Aprofundando os estudos sobre psicologia da forma e usando os dotes como engenheiro, ele começou os experimentos com luz e movimento que deram origem aos Aparelhos Cinecromáticos – caixas com lâmpadas e telas coloridas que se movimentam acionadas por motores, um mecanismo que gera uma série de imagens de luzes e cores em movimento, que unem lirismo e jogo de percepção-, e aos Objetos Cinéticos – aparelhos constituídos por hastes ou fios metálicos que possuem nas extremidades discos de madeira pintados de várias cores, além de placas que se movimentam lentamente, acionado por motores ou eletroímãs, dando à mecânica uma dimensão estética que provoca encantamento com os movimentos rotativos.
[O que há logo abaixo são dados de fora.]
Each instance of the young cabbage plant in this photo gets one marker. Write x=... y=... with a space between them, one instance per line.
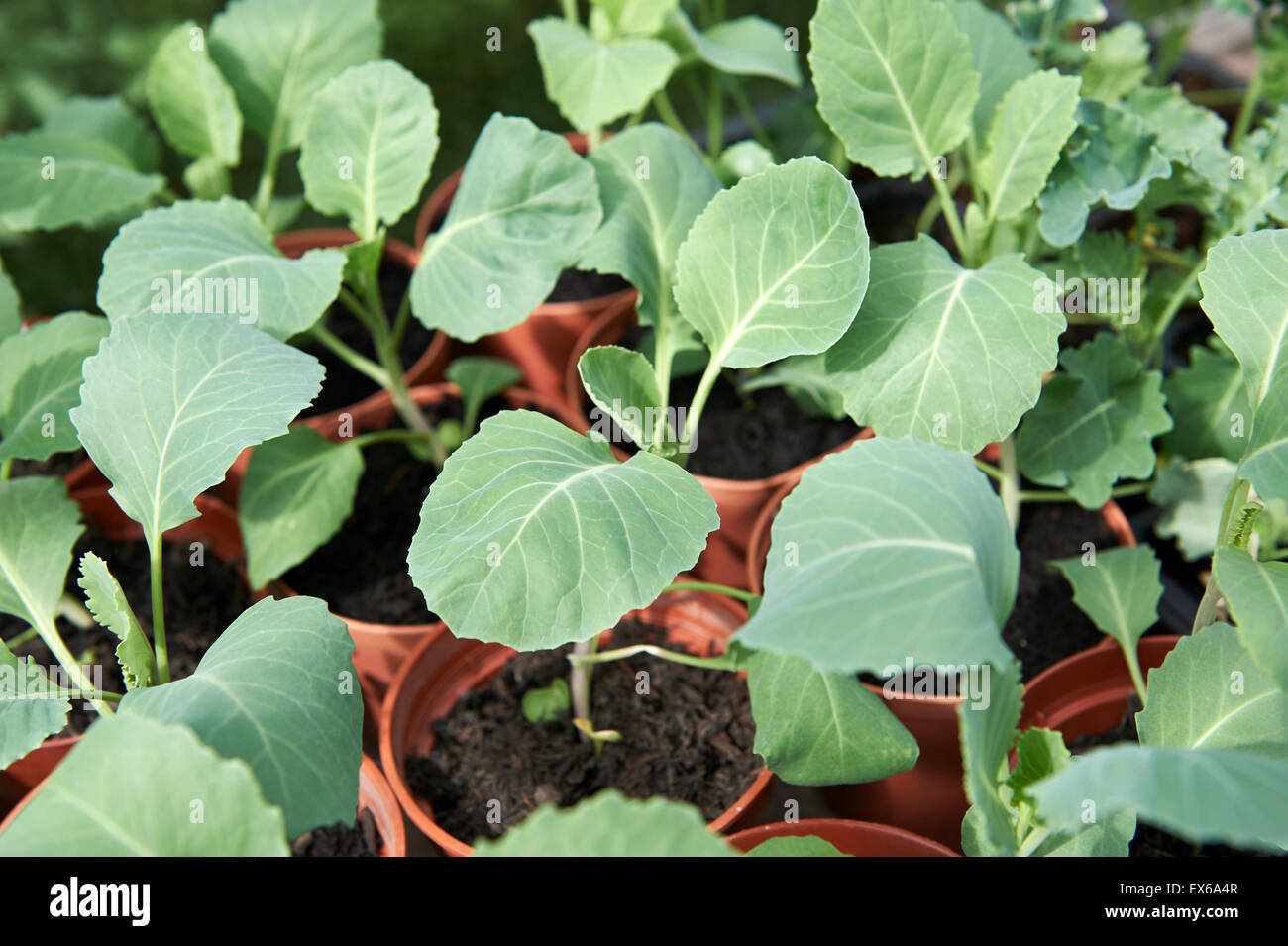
x=623 y=58
x=166 y=404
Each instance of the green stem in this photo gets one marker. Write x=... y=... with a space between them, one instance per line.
x=720 y=662
x=711 y=585
x=159 y=644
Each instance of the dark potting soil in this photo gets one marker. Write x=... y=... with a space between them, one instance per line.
x=688 y=739
x=200 y=602
x=1044 y=624
x=343 y=385
x=340 y=839
x=1150 y=841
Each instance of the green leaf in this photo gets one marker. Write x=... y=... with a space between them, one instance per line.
x=999 y=55
x=894 y=81
x=948 y=354
x=133 y=787
x=595 y=82
x=1247 y=300
x=296 y=493
x=987 y=736
x=198 y=257
x=106 y=601
x=610 y=825
x=1120 y=592
x=1031 y=124
x=107 y=120
x=798 y=846
x=1210 y=405
x=741 y=47
x=823 y=729
x=27 y=713
x=1112 y=158
x=653 y=184
x=39 y=525
x=277 y=54
x=480 y=379
x=623 y=387
x=275 y=691
x=535 y=537
x=776 y=265
x=189 y=99
x=1095 y=422
x=1119 y=64
x=170 y=400
x=907 y=534
x=1210 y=693
x=369 y=145
x=42 y=368
x=545 y=704
x=50 y=181
x=1202 y=794
x=523 y=213
x=1257 y=596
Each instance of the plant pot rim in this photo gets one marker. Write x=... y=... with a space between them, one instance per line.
x=471 y=652
x=822 y=826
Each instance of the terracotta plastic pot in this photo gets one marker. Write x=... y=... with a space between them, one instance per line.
x=738 y=502
x=376 y=796
x=928 y=796
x=381 y=649
x=540 y=344
x=1087 y=692
x=443 y=668
x=855 y=838
x=430 y=364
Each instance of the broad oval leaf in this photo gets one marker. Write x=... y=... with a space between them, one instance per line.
x=270 y=692
x=127 y=790
x=653 y=185
x=523 y=213
x=888 y=550
x=369 y=145
x=535 y=537
x=595 y=82
x=610 y=825
x=823 y=729
x=1192 y=704
x=894 y=81
x=48 y=181
x=42 y=370
x=170 y=400
x=296 y=493
x=277 y=54
x=947 y=354
x=200 y=257
x=776 y=265
x=191 y=102
x=1202 y=794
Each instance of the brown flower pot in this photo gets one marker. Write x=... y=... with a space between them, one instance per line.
x=430 y=364
x=738 y=502
x=541 y=343
x=855 y=838
x=1087 y=692
x=376 y=796
x=927 y=798
x=381 y=649
x=445 y=668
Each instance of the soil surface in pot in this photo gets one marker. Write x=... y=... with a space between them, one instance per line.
x=688 y=739
x=344 y=386
x=200 y=602
x=1044 y=624
x=340 y=839
x=1150 y=841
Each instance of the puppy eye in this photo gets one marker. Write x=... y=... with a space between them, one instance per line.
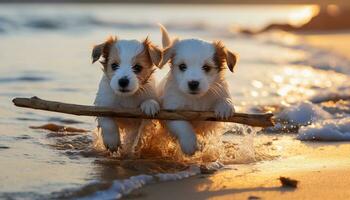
x=206 y=68
x=182 y=67
x=137 y=68
x=114 y=66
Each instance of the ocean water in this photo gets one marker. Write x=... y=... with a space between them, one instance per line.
x=45 y=52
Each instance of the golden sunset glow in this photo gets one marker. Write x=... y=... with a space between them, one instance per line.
x=303 y=15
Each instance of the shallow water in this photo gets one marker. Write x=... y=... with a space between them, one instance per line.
x=45 y=51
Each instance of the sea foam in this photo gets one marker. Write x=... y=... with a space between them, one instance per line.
x=327 y=130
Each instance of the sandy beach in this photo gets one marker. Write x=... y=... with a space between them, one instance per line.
x=304 y=82
x=322 y=171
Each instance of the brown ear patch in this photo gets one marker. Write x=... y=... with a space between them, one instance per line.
x=222 y=54
x=219 y=55
x=103 y=50
x=154 y=53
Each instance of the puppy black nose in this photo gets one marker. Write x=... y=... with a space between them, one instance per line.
x=123 y=82
x=193 y=85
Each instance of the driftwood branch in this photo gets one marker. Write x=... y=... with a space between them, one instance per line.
x=258 y=120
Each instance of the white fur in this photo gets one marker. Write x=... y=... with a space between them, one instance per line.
x=108 y=94
x=213 y=94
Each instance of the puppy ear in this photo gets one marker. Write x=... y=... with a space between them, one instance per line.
x=231 y=59
x=97 y=52
x=102 y=49
x=222 y=54
x=166 y=41
x=156 y=55
x=168 y=53
x=154 y=52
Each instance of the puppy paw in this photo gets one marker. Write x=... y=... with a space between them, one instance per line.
x=111 y=139
x=188 y=144
x=224 y=109
x=150 y=107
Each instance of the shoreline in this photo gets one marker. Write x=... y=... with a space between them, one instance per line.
x=319 y=168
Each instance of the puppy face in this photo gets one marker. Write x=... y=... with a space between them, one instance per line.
x=196 y=65
x=128 y=64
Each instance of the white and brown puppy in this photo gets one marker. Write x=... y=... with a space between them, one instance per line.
x=127 y=82
x=195 y=82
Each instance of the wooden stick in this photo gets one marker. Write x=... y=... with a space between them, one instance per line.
x=259 y=120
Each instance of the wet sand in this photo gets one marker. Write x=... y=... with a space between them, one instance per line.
x=322 y=171
x=337 y=42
Esse uso inusitado que Palatnik faz da tecnologia e sua originalidade fez com que a classe artística e os júris especializados focassem e admirassem seus trabalhos. Durante a I Bienal de São Paulo, em 1951, a comissão internacional não sabia como qualificar a obra Aparelho Cinecromático Azul e roxo em seu primeiro movimento. A obra não era uma escultura, tão pouco uma pintura. Era algo que não se enquadrava nas categorias da Bienal. A solução encontrada para garantir o reconhecimento pelo trabalho original e inovador foi lhe dar uma menção honrosa.